Angry Robot

iPad insta-thoughts

What did you think? I’m moderately impressed. During the keynote I felt underwhelmed, but once we learned the price was $500, I changed my tune. Apple was clever to leak the $1000 price point ahead of time.

Perhaps the disappointment is that this is a glorified iPhone with some extra eye candy and none of the revolutionary new interface hype we had been inhaling over the past little while.

The price reinforces my feeling that this is primarily Apple’s response to the growth of the netbook market. However, the netbook and the iPad both menace laptops in general. Since I got the netbook, my 15” MBP remains on my desk, and for the first time I am considering buying a desktop to replace it. Netbooks make two-computer life possible to those of us who aren’t among the richest princes in Europe. My dream portable remains something like the MacBook Air, but that thing seems dead in the water now, especially at three times the price of the iPad. I expect they may eliminate the Air altogether and perhaps introduce a new model that is essentially the iPad with a keyboard, with a laptop form factor. Or maybe that’s just me dreaming.
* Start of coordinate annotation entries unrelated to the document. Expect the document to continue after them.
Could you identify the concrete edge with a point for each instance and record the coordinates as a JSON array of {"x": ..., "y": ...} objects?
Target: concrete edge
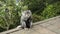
[{"x": 40, "y": 22}]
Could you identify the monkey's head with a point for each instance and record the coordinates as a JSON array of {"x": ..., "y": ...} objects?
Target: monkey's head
[{"x": 28, "y": 13}]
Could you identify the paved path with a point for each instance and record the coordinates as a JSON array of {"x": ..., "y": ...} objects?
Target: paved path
[{"x": 48, "y": 27}]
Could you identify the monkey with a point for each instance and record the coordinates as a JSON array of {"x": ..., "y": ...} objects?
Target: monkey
[{"x": 26, "y": 19}]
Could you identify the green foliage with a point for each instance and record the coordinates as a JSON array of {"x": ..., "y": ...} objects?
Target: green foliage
[{"x": 41, "y": 9}]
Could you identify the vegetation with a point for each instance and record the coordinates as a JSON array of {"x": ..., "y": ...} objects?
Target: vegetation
[{"x": 10, "y": 11}]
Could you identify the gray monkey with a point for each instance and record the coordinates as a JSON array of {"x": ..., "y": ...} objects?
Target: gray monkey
[{"x": 26, "y": 19}]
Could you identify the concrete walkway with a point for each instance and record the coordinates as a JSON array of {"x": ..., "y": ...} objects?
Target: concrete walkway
[{"x": 50, "y": 26}]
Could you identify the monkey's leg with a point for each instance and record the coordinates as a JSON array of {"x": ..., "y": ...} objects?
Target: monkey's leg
[{"x": 23, "y": 25}]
The clunky peripherals are a surprise, especially the keyboard dock. It seems very un-Apple. I also hear from Gizmodo that it can be used with Bluetooth keyboards. That’s awesome, and makes me think I could stand to have it instead of a netbook.

As an ebook reader? I imagine hardcore readers will stick with proper e-ink readers and/or actual books, but casual readers may well like the eye candy of Apple’s presentation and not worry too much about eye strain and the higher prices of books. But the Kindle and friends are going to have to come down in price, stat.

My biggest problems with it: the encroachment of the closed iPhone app ecosystem into general computing. Also, still no multitasking? Granted, if the apps launch super-fast and save their states, perhaps we don’t need it as much. But still.

Anyway, that was a fun day. I have a million little questions about specific implementations that I guess are going to have to wait a couple months. I think I can deal with that.